Nur eine ganz „kleine“ Zugabe hat Philippe Jordan angekündigt, und deren Umfang sicherheitshalber mit Daumen und Zeigefinger visualisiert. Irgendwie hatte er damit ja auch recht, denn die thematische Substanz der folgenden 15 Minuten Ravel blieb ja überschaubar. Und da man den Bolero halt schon geprobt hatte und abspielen wollte, kam auch dieser Ravel-Abend der Wiener Symphoniker mit ihrem künftigen Chef, Philippe Jordan, nicht ohne das bekannteste Werk des Franzosen aus. „La Valse“ am Ende des regulären Programms wäre auch ein schöner Abschluss gewesen – aber soll sein, zumal dieser Abend über weite Strecken ein wirklich gelungener war.

Wann hat man die Symphoniker seit der Ära Fedosejew so engagiert, elastisch, aber auch klangschön musizieren gehört – mit einem Wort: so gut? Jordans offizieller Start bei den Symphonikern ist erst im Herbst, aber schon seit Jahren hat er immer wieder bei ihnen gastiert, und eines lässt sich jetzt schon sagen: Die Symphoniker haben da einen Goldgriff getan.
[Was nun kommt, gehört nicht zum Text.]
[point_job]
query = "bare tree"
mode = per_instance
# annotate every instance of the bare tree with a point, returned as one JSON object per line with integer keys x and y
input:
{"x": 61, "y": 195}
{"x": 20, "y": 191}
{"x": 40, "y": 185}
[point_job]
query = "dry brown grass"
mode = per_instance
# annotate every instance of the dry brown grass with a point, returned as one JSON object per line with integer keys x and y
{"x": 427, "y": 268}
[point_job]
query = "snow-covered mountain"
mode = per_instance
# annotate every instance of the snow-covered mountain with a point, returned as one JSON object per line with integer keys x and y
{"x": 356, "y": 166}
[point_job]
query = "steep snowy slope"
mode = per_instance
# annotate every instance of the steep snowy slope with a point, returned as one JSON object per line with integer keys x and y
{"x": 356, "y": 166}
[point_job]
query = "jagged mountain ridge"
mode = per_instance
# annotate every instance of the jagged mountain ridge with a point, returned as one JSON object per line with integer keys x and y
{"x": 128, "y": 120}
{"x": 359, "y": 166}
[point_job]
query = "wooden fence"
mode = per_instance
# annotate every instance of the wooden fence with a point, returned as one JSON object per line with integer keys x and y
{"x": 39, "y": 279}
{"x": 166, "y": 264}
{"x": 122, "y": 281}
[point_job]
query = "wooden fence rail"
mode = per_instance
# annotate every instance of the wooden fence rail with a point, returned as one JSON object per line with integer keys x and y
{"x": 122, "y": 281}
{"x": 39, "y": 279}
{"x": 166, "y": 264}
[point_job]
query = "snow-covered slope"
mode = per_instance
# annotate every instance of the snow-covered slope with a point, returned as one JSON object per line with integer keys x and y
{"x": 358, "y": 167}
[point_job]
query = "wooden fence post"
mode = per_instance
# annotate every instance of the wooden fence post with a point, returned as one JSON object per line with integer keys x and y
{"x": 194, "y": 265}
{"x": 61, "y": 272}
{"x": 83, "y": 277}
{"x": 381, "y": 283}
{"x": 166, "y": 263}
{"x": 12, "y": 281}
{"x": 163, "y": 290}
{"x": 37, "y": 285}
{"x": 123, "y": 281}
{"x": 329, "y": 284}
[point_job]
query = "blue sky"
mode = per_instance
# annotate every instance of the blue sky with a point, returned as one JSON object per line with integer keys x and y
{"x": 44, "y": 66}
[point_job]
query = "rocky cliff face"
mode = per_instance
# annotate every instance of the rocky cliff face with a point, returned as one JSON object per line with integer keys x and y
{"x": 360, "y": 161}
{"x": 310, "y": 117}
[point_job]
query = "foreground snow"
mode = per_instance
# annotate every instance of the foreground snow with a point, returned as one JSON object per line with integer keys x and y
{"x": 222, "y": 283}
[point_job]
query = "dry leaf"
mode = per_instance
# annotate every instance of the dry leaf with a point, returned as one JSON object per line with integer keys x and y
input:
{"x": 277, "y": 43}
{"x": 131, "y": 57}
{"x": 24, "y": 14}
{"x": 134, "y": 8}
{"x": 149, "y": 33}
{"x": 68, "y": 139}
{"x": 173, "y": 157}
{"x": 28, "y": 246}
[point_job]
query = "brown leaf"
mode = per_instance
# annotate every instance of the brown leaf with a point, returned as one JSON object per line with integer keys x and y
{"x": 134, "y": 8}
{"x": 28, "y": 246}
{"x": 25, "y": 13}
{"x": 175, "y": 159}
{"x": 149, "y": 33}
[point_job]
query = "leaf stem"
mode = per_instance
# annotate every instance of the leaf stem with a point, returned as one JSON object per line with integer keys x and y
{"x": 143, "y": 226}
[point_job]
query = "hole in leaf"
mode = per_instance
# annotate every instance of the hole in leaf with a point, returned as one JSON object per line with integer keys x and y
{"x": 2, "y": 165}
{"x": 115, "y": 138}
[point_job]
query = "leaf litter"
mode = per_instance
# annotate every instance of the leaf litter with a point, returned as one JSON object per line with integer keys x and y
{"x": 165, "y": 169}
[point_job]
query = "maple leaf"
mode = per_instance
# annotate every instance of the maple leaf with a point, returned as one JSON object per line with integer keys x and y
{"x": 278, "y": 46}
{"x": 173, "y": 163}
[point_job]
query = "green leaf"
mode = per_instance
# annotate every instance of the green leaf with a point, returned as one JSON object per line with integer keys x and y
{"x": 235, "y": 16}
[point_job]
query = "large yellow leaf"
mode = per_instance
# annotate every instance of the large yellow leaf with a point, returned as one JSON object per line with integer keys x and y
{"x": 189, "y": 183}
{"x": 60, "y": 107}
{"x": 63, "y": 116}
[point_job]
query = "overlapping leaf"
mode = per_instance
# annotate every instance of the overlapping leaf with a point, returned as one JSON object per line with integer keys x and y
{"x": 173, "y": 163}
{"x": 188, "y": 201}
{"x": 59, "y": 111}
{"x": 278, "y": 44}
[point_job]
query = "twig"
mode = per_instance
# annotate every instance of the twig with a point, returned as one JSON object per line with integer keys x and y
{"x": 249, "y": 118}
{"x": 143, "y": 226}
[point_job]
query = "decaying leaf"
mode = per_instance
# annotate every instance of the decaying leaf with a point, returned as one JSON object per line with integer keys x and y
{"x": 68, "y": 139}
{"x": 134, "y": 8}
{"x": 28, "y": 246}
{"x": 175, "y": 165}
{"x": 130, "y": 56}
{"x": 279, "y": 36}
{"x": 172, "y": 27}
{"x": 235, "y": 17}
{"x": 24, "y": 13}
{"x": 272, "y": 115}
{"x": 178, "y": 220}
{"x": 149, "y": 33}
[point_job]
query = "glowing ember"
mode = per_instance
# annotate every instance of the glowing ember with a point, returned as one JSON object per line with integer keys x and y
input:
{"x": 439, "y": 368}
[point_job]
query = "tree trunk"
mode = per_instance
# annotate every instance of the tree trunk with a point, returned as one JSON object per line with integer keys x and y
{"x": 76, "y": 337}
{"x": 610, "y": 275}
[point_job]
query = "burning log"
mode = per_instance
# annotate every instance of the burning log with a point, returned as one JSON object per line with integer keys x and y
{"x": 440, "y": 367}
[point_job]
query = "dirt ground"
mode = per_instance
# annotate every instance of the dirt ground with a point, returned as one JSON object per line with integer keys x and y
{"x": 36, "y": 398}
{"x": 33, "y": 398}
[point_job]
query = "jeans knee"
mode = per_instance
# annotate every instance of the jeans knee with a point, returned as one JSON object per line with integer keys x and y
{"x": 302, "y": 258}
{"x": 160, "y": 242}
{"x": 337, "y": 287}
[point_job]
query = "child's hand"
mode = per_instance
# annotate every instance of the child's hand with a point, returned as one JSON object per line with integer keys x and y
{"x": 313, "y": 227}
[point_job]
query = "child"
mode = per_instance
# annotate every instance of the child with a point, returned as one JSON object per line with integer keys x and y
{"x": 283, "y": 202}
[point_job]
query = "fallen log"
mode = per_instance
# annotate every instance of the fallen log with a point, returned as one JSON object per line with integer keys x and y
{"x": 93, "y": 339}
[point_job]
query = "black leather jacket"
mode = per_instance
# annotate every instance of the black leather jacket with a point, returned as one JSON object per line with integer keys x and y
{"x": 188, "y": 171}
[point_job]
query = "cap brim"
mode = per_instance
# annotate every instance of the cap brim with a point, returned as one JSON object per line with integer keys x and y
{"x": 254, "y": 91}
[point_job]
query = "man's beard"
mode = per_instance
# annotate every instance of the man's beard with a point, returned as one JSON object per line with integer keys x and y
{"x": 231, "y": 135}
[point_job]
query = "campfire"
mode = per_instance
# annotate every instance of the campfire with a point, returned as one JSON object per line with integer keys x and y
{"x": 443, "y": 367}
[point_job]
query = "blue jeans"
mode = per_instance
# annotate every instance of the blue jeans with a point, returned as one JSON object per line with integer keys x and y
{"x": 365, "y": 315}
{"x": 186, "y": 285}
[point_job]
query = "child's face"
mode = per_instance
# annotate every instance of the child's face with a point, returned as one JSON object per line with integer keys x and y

Philippe Jordan hat nicht nur ganz präzise Vorstellungen vom klanglichen Ergebnis, er weiß auch genau, wie er sein Orchester zielsicher dorthin bringt: Jede Regung, jeder Impuls wird bereitwillig umgesetzt. Und die Präzision der Einsätze – zuletzt waren da öfter Abstriche zu machen – klappt wieder leidlich.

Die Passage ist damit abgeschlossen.